Directed by: Michael Mann
Starring: Tom Cruise and Jamie Foxx
Cinematography by: Dion Beebe and Paul Cameron
Collateral is a grungy thriller, which centers around the collision of two characters, Vincent (Tom Cruise) a hired killer for the mob and Max (Jammie Foxx) , a dedicated and diligent taxi driver. Upon hailing Max’s cab one night in LA, Vincent commences a 5 stop tour of city, heartlessly executing his targets that are due to testify against his employers. Max is caught up in the nightmare as the unwilling getaway driver for Vincent’s duties. Max gets personally involved when he learns that Vincent’s final target for the night is Max’s client directly before Vincent, the prosecutor of the case who exchanged business cards with Max with the hope of a future encounter.

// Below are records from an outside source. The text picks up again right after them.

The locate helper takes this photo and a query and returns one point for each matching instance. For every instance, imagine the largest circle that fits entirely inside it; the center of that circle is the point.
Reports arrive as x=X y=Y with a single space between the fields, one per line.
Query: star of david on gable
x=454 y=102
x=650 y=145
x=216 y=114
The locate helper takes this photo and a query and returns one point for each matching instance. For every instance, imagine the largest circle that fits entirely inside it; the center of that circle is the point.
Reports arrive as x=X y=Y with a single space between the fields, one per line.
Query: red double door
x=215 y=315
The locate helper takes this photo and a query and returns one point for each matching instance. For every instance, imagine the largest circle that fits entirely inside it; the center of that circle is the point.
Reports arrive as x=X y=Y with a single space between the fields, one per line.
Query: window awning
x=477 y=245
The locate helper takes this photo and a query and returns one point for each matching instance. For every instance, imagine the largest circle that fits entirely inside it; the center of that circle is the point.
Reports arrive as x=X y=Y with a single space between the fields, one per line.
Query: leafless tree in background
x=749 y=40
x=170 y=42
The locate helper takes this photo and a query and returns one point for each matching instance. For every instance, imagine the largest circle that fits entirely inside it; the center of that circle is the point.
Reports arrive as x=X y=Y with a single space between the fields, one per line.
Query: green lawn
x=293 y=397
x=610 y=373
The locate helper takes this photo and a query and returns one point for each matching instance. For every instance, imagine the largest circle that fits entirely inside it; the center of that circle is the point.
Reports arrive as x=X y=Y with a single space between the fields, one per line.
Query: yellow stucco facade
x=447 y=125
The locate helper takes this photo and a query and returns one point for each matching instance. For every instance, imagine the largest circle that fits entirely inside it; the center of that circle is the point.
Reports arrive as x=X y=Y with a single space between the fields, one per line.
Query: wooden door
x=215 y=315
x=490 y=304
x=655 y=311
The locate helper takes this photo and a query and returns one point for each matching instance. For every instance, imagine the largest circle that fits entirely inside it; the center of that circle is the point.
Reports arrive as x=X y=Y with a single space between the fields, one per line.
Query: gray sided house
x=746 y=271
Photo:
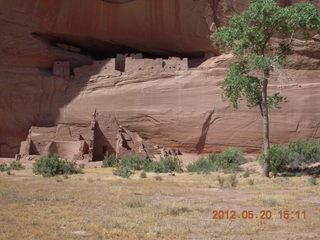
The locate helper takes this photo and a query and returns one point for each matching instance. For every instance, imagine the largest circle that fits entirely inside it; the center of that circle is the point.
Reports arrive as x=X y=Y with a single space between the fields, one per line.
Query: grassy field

The story of Collateral is fairly straightforward. There’s not really any backstory to the characters as most of the drama takes place within the taxi itself as Max drives Vincent around the streets LA – trying to understand who he is and why he does what he does. However despite the simplicity and somewhat ‘2D’ approach to the plot and characters, the script and direction by Michael Mann carry the film and keep the viewer intrigued throughout. The film captures the nightmarish reality of the saga for Max. He’s a cab driver who wants to get home at the end of his long nightshift and finds himself aiding and abetting a violent and dangerous criminal – under duress.

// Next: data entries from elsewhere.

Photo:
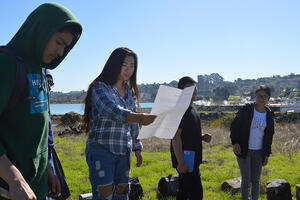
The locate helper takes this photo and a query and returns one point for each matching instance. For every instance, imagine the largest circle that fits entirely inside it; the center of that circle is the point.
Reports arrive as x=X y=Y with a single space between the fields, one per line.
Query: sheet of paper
x=169 y=105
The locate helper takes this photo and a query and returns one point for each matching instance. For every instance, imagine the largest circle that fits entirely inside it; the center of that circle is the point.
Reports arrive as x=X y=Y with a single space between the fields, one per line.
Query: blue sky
x=173 y=38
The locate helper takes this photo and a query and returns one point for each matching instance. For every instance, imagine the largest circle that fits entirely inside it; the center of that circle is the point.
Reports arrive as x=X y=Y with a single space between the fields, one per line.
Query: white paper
x=169 y=105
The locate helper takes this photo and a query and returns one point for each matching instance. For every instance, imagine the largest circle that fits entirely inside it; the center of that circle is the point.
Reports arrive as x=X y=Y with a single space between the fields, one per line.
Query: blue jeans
x=106 y=168
x=250 y=169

The performances and characters in Collateral are the real highlights. Personally I don’t enjoy Tom Cruise. I find him to be a product of the Hollywood movie star factory that has created a star with very little depth. However, in Collateral he does play the role of a heartless, cold and detached hit man that markets his abilities to the highest bidder. Cruise’s character is a bit of an anomaly which adds interest to the interaction between Vincent and Max. Although he’s detached and brutal in his violence, he’s interested and intrigued with Max. Their conversations revolve around how long Max has been driving, what his dreams are and whether he’ll call the lady who left her business card (the prosecutor). However, Cruise does seem to click into cheesy action star during the chase scenes towards the end. In these moments it became quite apparent that we are watching the ‘great Tom Cruise’ chase a man through the streets. Personally I feel that he loses his believability in these moments.

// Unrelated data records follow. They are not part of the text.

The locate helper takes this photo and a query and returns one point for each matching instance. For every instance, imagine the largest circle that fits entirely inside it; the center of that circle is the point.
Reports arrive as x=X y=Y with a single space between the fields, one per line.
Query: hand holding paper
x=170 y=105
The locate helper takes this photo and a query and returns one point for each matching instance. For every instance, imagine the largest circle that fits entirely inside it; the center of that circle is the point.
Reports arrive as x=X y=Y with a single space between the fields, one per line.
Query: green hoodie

Whilst Tom Cruise may be the headlining star in the film, the headliner performance comes from Jamie Foxx. Max is a tired taxi driver, hoping to one day fulfill his dreams of owning his own luxury limo service. On this particular night he just happens to be the wrong guy in the wrong place at the wrong time. Foxx’s performance draws the audience in and creates a feeling of empathy and frustration on his behalf. The uncertainty and unpredictability with which Vincent acts leaves one feeling nervous for Max’s safety. Foxx performs the role with such ease and sincerity whilst creating a character that is likable for the audience.
An interesting fact about the film is that it was one of the first Hollywood blockbusters to be filmed in digital format as opposed to film. This has a distinct effect on the film, coupled with the style and cinematography that Michael Mann as director has chosen to adopt. The film feels very ‘handheld’ and voyeuristic. You feel as though you are in the cab with the two men, witnessing first hand what’s unfolding. There’s a gritty, grungy characteristic to the film which isn’t seen on other Hollywood blockbusters. Whilst I didn’t enjoy it, I do appreciate it. I like it when a director utilizes the tools of filmmaking to help tell the story. Though not my preferred style, Collateral does have a distinct look and feel which carries the story and emotion of the film nicely. Collateral is a film worth watching – not because it’s brilliant – it’s far from that, but because it is somewhat fresh and interesting. Would I watch it again? Perhaps, but not very quickly. Despite the somewhat lackluster plot line and at times dubious performance by Cruise, Collateral does have something to offer in the tension and interpersonal conflict between two great characters.